Worshippers express a mixture of fear and defiance, rushing into the Chabad Lubavitch World Headquarters in Crown Heights two days after a stabbing spree at a rabbi's house wounded five people.
"Anti-Semitism has never been so bad. It's becoming more and more of an issue. It's crazy," 23-year-old Chaim Kaplan tells AFP after completing his prayers Monday morning.
New York, home to the largest Jewish community outside of Israel, had long been a place where Jews felt safe.
But after Saturday's stabbing frenzy in New York's Rockland County, and a shooting earlier this month at a kosher deli in suburban New York's Jersey City that left six dead, the community is on edge.

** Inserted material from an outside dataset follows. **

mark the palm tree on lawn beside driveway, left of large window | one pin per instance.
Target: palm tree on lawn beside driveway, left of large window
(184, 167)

"What are you gonna do?" asks Kaplan. "It's never been the Jewish attitude to back off. We've always been persecuted. It is what it is. We gotta fight it with love."
Others echoed his defiant attitude.
"I tell my family to go on and do whatever they have to do, like go to school and go to pray," said Ron Fulop in Brooklyn's Williamsburg neighborhood, also home to a large ultra-Orthodox Jewish community.
"Hiding doesn't help. The main thing is we pray to God that we be safe," the 40-year-old told AFP.
New York Mayor Bill de Blasio announced a series of measures to tackle what he called an anti-Semitism "crisis" sweeping the United States.
"It has taken a more and more violent form," de Blasio told NPR, adding that the "forces of hate have been unleashed."
De Blasio's remarks came after Grafton Thomas, 37, allegedly entered Rabbi Chaim Rottenberg's house during Saturday evening Hanukkah celebrations and stabbed several people with a machete before fleeing.
On Monday authorities charged Thomas with federal hate crime charges, in addition to five counts of attempted murder laid after the attack.